すると冗談みたいに右腕が飛び、宙に舞う。
「すっげえ…」
「ァァァァァァァァァァァァ!!!!」
叫ぶバケモン。腕の断面からは鮮血が吹き出し骨が覗く。めちゃくちゃにスプラッターなのに何故か目が離せない。
「よくもォォォォ」
そう言いながらバケモンは飛んだ腕を断面にくっ付けた。するとあろう事か異様な音と共にに右腕がくっ付いちまった。
「はっ!?」
「彼を難敵たらしめる一つの要素。再生能力さ。これには本当に苦労させられた…」
ウルトラマンは染みじみ言いながら両手を十字に構える。
「その構えは…!」
「さてギガントマキア、もう充分だろう。君は散々多くの人を傷付けた。これで君も終わりだ」
前に出した右腕に蒼い光が充填されていく。
「スペシウム光線」
静謐にその名が言われると共に蒼い光は放たれた。蒼い光が空に線を引くそれは正に
「ガアアァァァァァァァァ!!!終わらん!!終われん!!まだ終わらせてはならんのだぁぁぁぁぁ!!」
絶叫しながらもその身で光線を受け止め続ける。何が奴をそこまでさせるのか。俺には全く分からなかった。

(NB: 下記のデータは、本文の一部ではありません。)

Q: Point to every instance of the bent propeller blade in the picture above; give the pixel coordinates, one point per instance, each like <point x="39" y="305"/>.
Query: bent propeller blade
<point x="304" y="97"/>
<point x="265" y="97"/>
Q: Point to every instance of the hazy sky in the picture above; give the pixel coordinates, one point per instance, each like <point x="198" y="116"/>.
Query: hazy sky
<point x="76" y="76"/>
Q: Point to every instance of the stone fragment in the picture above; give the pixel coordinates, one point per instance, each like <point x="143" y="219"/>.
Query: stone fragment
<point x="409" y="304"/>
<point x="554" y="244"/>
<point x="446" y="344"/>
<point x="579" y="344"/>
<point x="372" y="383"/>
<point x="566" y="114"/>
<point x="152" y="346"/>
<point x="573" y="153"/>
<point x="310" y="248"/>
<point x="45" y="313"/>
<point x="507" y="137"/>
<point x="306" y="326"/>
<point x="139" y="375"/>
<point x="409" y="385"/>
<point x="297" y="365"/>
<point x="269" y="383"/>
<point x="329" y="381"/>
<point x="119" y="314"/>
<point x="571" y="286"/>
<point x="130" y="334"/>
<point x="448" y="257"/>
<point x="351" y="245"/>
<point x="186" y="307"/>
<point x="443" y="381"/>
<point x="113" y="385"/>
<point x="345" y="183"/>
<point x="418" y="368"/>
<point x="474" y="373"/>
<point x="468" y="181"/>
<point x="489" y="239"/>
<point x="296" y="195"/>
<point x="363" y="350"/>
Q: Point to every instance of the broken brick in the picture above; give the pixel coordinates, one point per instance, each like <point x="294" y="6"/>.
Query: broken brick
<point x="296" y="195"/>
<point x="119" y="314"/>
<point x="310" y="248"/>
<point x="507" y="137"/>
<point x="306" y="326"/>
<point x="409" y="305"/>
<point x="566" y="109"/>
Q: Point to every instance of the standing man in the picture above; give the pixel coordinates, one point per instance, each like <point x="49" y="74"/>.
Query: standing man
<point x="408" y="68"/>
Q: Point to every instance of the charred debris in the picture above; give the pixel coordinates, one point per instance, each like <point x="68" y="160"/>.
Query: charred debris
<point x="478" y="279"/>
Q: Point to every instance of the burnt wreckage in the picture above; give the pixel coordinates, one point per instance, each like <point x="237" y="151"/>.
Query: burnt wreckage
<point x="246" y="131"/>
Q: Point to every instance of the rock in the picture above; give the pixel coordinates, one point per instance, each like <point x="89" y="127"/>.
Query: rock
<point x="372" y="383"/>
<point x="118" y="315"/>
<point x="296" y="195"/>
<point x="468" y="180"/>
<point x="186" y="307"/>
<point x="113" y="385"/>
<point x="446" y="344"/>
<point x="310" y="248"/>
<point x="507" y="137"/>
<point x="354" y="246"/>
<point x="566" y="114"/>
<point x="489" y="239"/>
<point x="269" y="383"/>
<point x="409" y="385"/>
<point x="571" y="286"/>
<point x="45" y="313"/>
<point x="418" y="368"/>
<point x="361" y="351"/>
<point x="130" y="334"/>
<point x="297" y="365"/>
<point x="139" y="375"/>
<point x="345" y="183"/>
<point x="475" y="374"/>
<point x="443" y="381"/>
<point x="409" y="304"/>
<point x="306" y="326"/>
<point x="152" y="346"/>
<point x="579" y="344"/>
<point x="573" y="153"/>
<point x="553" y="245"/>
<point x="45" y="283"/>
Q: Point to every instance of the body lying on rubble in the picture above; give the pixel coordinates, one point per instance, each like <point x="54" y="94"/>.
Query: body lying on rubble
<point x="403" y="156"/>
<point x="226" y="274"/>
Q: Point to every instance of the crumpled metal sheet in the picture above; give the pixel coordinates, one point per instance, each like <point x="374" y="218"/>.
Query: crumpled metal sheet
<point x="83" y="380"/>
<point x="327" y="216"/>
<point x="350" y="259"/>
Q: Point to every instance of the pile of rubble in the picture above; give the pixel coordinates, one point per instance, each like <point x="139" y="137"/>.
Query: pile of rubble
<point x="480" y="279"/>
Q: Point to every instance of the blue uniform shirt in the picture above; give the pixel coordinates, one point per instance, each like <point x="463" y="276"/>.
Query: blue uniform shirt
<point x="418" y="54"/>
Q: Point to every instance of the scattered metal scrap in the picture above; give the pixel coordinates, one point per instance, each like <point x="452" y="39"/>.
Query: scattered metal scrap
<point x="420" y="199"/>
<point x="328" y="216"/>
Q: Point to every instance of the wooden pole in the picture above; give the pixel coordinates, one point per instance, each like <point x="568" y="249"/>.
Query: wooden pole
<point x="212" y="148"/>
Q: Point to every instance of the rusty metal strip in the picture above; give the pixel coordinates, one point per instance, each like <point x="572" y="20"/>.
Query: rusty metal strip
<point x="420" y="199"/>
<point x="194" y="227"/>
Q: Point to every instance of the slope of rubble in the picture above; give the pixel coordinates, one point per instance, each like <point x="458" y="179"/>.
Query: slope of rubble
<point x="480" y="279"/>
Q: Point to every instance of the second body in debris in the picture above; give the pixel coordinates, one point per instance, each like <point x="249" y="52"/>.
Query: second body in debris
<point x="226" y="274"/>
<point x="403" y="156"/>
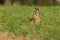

すると、バケモンの体を黒い霧が飲み込んだ。たち所にバケモンは消え失せた。
「残党か、まあ無理も無い。彼は戦力としては一流だから大事だろう」
ウルトラマンはなんかぶつぶつ言っている。
「まあいいか…さて、体の方は大丈夫かい?一応の治療はしたから問題無いとは思うけど」
「は、はい。さっきまで死にかけてたとは思えない程調子が良いです」
「そっか。それは何よりだよ。でも幾ら体は治っても精神は疲れてるだろう。今日は帰ってゆっくりするといい」
「ありがとうございます…」
そうしてウルトラマンの気遣いで俺は帰路に付くのだった。
「あたたたた…」
ウルトラマンが纏うスーツから排気が行われる。
『ったくあんたは相変わらず無茶ばっかだなあ。もう全盛の時とは違うって分かってんのかい』
スーツのヘルメット内に通信が入る。
「ははは…そう年寄りを苛めないでくれたまえ」
『いんや、此ばっかりは苛めざるおえないね。そもそも一人でギガントマキアに向かっていくのが土台無茶な話なんだ』
「でも…オールマイト近くに居なかったし…」
拗ねた子供の様な問答をするウルトラマン。
『まあ、一つ言えるのはこの調子で続けていくのは不可能って事だ。
「ああ、そのことなんだけどさ。さっきの彼を少し調べて欲しいんだ」
『さっきの彼ぇ?ああ、あのパンピーの癖してギガントマキアに向かってくイカレ小僧か』
「イカレ小僧って…まあ兎も角調べてみてくれ。私の読みが正しければ、光を受け継ぐに相応しい人物かもしれない。私の中に宿る、巨人の光を」
そして、時を同じくして緑谷出久もオールマイトとの邂逅を果たす。
今日は、無個性の二人が運命と出会った日。そしてここから二人は様々な因果に巻き込まれる。その先に有るのは平和か、希望か、絶望か。
その結末を、まだ誰も知る者は居ない。